Unlisted TCS announced on Friday its revenue for the year to March 2003 grew 19.7 per cent to Rs 5,012 crore ($1.075 billion) from Rs 4,187 crore a year earlier.
The revenue figure does not include numbers from software and computer maintenance firm CMC Ltd which TCS acquired in 2001.
TCS is the first Indian software services company to cross one billion dollars in revenue.
Infosys Technologies, India's second largest software services exporter, had a revenue of $778.4 million last year according to Indian accounting standards, up 39 per cent from a year earlier. Infosys had a work force of over 15,000.
Ramadorai declined to give details about profits at TCS.
He said the company's revenue in the current year to March 2004 would track the 17 per cent growth forecast by industry body National Association of Software and Services Companies for the sector, and said margins would also likely toe industry trends.

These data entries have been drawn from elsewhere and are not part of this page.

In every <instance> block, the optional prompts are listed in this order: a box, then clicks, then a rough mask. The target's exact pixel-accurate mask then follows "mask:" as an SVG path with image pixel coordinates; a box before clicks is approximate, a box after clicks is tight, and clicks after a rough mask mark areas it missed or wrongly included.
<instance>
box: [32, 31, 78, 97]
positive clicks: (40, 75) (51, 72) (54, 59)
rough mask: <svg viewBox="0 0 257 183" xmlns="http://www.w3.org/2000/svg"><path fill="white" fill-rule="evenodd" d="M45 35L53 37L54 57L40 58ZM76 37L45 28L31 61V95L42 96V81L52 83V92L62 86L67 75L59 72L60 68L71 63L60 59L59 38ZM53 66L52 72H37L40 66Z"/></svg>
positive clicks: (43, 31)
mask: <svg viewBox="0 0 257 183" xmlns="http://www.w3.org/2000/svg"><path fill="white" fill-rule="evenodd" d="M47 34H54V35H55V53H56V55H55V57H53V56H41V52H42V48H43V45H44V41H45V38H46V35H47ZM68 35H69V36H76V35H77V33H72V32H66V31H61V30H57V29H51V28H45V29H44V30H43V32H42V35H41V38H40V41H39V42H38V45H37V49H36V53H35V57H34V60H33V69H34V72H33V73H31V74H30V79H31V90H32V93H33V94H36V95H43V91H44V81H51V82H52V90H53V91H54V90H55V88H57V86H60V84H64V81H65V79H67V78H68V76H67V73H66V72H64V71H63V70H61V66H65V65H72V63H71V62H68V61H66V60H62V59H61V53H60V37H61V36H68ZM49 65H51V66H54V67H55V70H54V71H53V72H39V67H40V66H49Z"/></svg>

TCS, which has over 24,000 employees, serves over 1,000 clients across 53 countries. It is a division of Tata Sons - the holding company for India's second-largest industrial conglomerate.
The firm has been talking of going public for two years. It had been expected to hit the market in the middle of 2003, but officials said on Friday that a timeframe had not yet been set.
Indian software firms have lost much market capitalisation since April when leading firms warned of slowing earnings.
The benchmark Bombay Stock Exchange Information Technology index has lost 23 per cent since April 7, while the BSE's benchmark index gained 7.4 per cent.